Maryland complex set to bring Turkish, Islamic touch to US

Published 02.04.2016 00:00
Maryland complex set to bring Turkish, Islamic touch to US

The Diyanet Center of America, an ambitious social and religious complex Turkey built in Maryland, was inaugurated on Saturday in Turkey's latest bid to reach out to Muslim communities in other countries and promote peace

The Diyanet Center of America, a Turkish-funded complex located in a quiet neighborhood in Maryland will be officially unveiled on Saturday by President Recep Tayyip Erdoğan, who has been in the country for nearly one week.

With its distinguished architectural style, which makes the building stand out among other buildings in the area, the Diyanet Center of America is more than a curiosity. Funded by Turks in the United States and the Presidency of Religious Affairs (DİB), the complex houses social and religious buildings built in the fashion of Ottoman and Seljuk architecture.

It is also the latest move by Turkey to reach out to Muslim communities around the world as the country continues to step up its efforts to align itself more with the global Islamic community. Yet, the complex is simply not confined to serve Muslims, as the head of the Presidency of Religious Affairs, Mehmet Görmez, stressed. Görmez, who delivered a Friday sermon in Turkish, Arabic and English at the complex, said it is "a divine metaphysical ground among people of different ethnic and religious backgrounds." Speaking to Anadolu Agency (AA) ahead of the complex's opening, Görmez said the center would also be a reminder to humanity "that the mindset that crafted this beauty cannot be prejudged to produce violence. This mindset only produces peace and beauty. That's the best message to give to Islamophobia." Ankara is among the main advocates of the fight against Islamophobia, which has risen around the world in recent years, especially after the emergence of terrorist organizations promoting their brand of violence as jihad. Erdoğan has repeatedly called on the international community to address "the serious problem" of rising of Islamophobia.

The complex, commonly referred to as "Maryland külliye" in Turkey, after the name given to similar buildings in Ottoman times, rises on a lush stretch of land that was once a muddy swamp. Turks living in the area built a small, makeshift mosque in the area in the past before the foundation of the complex, originally planned to be built earlier, was laid in 2013.

Located some 10 miles from central Washington, D.C., the complex is situated near neighborhoods with a predominantly Turkish and Muslim population. Spread across 60 acres, it contains "one of the largest Turkish mosques" built outside Turkey, according to officials.
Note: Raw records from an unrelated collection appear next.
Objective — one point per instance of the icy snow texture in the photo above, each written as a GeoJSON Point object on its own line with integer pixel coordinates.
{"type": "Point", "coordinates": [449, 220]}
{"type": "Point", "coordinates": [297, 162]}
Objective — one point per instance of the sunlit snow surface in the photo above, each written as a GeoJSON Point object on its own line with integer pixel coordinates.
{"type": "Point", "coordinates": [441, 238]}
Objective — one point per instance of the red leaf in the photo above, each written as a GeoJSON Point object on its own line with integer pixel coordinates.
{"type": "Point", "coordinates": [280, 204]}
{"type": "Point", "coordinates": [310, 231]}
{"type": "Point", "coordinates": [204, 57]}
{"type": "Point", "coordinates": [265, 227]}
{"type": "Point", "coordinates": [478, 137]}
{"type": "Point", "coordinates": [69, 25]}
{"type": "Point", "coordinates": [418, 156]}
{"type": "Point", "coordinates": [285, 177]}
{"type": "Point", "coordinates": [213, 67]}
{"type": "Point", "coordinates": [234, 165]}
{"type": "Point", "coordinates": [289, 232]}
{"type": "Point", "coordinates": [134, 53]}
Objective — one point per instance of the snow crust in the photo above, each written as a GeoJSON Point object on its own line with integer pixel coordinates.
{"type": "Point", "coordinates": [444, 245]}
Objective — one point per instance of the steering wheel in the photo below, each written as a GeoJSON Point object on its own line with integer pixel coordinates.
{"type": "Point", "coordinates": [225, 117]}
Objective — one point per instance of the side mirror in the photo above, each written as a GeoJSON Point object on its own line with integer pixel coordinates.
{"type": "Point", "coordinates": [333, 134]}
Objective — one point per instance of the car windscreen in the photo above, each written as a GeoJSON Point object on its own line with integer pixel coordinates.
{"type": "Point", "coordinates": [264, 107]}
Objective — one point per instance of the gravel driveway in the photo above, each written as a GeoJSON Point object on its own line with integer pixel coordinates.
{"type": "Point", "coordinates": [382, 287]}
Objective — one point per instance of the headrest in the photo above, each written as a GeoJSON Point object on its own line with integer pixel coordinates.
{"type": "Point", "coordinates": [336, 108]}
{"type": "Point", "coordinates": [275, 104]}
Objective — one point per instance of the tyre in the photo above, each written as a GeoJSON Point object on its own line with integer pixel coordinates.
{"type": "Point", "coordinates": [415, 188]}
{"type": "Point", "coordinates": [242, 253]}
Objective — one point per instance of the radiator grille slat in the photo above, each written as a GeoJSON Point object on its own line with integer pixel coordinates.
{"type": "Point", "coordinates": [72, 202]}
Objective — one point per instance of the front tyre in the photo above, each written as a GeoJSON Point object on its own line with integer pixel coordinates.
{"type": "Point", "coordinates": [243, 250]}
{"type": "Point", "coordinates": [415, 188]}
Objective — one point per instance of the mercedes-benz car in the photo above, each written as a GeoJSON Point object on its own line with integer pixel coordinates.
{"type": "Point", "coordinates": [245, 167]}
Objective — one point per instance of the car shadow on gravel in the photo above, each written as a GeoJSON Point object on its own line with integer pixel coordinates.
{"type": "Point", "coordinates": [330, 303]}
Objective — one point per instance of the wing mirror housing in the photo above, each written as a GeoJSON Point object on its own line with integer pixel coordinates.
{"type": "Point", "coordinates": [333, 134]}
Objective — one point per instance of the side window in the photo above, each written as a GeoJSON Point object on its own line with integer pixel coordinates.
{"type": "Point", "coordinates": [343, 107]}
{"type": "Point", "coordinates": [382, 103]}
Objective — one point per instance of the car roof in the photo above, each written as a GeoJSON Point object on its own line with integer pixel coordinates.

Its architect, Hilmi Şenalp, said the building is fully in the tradition of the Ottoman külliye. "Külliye was the basis for Muslim urban development as it combined structures for the religious, social, economic and public health needs of the community with a mosque, madrassa [school], public kitchen, hospital, bathhouses and marketplace. So, we based our design of the site on this concept," he told Sabah newspaper.

Along with the mosque, the compound contains a cultural center modeled after similar ancient Seljuk structures in Turkey, a museum, exhibition halls, a Turkish bath, a guest house, a school and an art gallery.

"The center is important for both the better representation of the Turkish and Muslim community and for addressing the needs of the community here. It is a mixture of traditional Turkish architecture and the American construction experience. It will enrich American history of culture and civilization," Şenalp said. The architect said they brought materials such as wood, china, marble and stones used in the decoration from Turkey, and Turkish artists and construction workers worked on the complex.

"This is not just a mosque, a cultural center or a research center. This is a civilizational center producing true knowledge in its research, culture and art centers. This center is going to have its own unique language and philosophy," Görmez said.